Today, eBay is launching a live auction page for Sothebys on its site. The collaboration is the next stage of eBay’s live auction technology.
The auctions themselves happen in the “real” world, in a Sotheby’s location, but with real-time integration with the eBay-Sotheby’s site.
EBay and Sotheby’s first announced their partnership last summer. The collaboration is designed to give Sotheby’s more access to a younger, digitally savvy clientele, while eBay gets an opportunity to expand its high end inventory. Where Sotheby’s and other auction houses have rare, highly valuable inventory, eBay has a decade’s worth of auction technology, making its platform an easy bridge out of the stodgy (and some would argue arcane) world of live auctions.
“We’re seeing appetite for high purchase points across the site,” says Megan Ford, director of eBay’s live auctions. “We went into the bullion category at this high price point and we went into the vehicles category, and every time we move up market our buyers come with us,” she says.
Sotheby’s and eBay’s love child is a sleekly designed interface that features upcoming auctions alongside artist interviews, articles, and other content created by Sotheby’s editorial team.
It displays auction previews on a page that mimics the look and feel of a gallery space, with artworks set against a minimalist white backdrop alongside artwork title, artist name, and materials. High resolution pictures allow bidders to zoom in for brush-stroke detail. A picture of the item hung on a wall let’ them imagine how it would look in their home.

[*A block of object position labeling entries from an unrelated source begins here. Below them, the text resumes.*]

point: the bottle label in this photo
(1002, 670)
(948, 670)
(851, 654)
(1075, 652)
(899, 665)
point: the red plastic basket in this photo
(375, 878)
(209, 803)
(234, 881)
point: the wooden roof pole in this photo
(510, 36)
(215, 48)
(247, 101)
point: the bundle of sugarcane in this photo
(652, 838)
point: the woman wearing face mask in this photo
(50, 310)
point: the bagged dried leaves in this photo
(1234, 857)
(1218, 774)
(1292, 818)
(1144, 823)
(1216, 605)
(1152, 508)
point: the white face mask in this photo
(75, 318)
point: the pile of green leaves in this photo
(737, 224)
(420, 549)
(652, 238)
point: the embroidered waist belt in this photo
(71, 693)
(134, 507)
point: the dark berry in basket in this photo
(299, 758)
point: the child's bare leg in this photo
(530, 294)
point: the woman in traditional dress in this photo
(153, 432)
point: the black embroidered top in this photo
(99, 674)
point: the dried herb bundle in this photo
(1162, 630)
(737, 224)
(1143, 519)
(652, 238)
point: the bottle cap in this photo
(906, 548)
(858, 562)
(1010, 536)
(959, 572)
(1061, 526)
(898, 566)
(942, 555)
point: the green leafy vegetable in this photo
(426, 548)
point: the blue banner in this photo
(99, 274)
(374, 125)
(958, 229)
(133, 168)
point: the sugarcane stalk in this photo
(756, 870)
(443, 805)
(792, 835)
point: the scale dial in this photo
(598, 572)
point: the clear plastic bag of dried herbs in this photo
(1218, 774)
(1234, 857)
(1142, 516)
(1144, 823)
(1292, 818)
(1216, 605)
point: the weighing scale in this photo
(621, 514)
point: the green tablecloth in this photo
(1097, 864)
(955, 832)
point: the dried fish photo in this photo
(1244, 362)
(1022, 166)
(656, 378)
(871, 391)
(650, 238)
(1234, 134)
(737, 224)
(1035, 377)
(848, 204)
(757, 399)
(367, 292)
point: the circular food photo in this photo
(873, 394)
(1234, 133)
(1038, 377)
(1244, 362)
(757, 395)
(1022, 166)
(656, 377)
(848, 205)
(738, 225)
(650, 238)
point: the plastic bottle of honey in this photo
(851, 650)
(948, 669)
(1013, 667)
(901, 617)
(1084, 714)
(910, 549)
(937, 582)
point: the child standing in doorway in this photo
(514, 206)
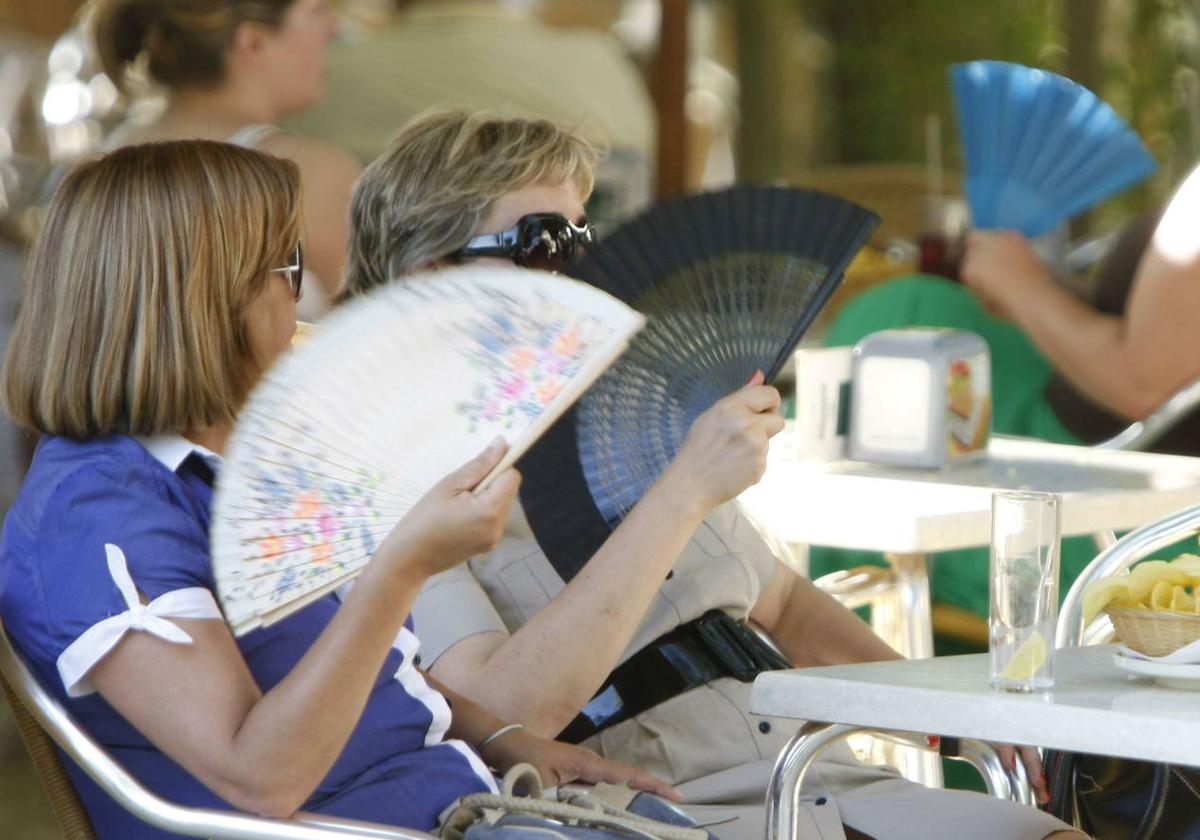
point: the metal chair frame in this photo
(29, 696)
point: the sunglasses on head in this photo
(541, 240)
(294, 271)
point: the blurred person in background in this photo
(232, 69)
(616, 655)
(486, 54)
(1063, 369)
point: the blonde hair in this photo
(136, 292)
(427, 195)
(184, 41)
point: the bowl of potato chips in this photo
(1155, 606)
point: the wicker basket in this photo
(1155, 633)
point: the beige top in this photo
(724, 567)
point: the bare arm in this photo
(547, 671)
(328, 175)
(1129, 364)
(558, 763)
(810, 627)
(267, 753)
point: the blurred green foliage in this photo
(891, 57)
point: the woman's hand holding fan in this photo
(1003, 270)
(457, 517)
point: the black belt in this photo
(693, 654)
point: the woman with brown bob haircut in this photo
(163, 285)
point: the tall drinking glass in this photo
(1025, 532)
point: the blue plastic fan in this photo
(1038, 147)
(729, 282)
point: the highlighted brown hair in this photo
(133, 311)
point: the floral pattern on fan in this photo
(526, 363)
(310, 522)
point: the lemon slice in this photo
(1027, 660)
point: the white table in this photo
(1095, 707)
(909, 513)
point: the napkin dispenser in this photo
(919, 397)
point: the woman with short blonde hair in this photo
(426, 196)
(162, 287)
(653, 689)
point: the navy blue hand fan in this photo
(1038, 147)
(729, 282)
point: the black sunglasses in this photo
(294, 273)
(541, 240)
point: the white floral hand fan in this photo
(388, 396)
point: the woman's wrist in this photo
(493, 745)
(681, 493)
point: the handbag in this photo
(1122, 799)
(603, 813)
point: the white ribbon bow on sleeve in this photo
(100, 639)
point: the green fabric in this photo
(1019, 375)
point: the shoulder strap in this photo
(249, 137)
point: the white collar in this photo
(171, 450)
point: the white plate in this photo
(1171, 676)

The idea is to recreate the experience of a live auction in the digital realm.
Bidders will be able to view a running feed of bids as they come in and place their own bids. They’ll also be able to flip through the auction catalog within the live auction screen.
To bring together the offline auction with its online counterpart, each online bidder is paired with a representative on the auction floor to place bids on the online client’s behalf.
EBay teamed up with live auction site Invaluable in May of last year, to build a live auction platform. So far, eBay has hosted a mix of auctions through Swann Auction Galleries, Heritage Auctions, and others, and already live auction bidders are proving to be return customers, says Ford. Since launching in the fall, she says, live auction bidders have purchased an average of four items.
Ford also says that eBay has no problem selling high-end items. An acetate record of Elvis singing live, for example, recently sold for $300,000. According to the company’s numbers, every day 3,500 auctions on eBay close above $5,000. But by working with Sotheby’s, which has exclusive access to high value items, eBay is hoping to increase the number of large daily sales.
Art and collectibles accounts for $8 billion of gross merchandise volume for the company, and that category hosts 37 million active buyers, says eBay. Live auctions were a natural way for the company to grow this section of the market and its blossoming relationship with Sotheby’s is just the beginning.
“We believe that eBay live auctions is a billion-dollar-plus business at scale, so we’re going to be investing in this business for the long term,” says Ford.
With eBay splitting from PayPal later this year, there’s been a lot of pressure on the auction site to develop a plan for revenue growth post spin-off. Today’s launch is the company’s first big reveal in terms of a forward looking strategy.
And while building out auction platforms for others is an obvious use of eBay’s technology, rather than the development of something shiny and new, connecting high art with a wider audience could ultimately be a winning bid.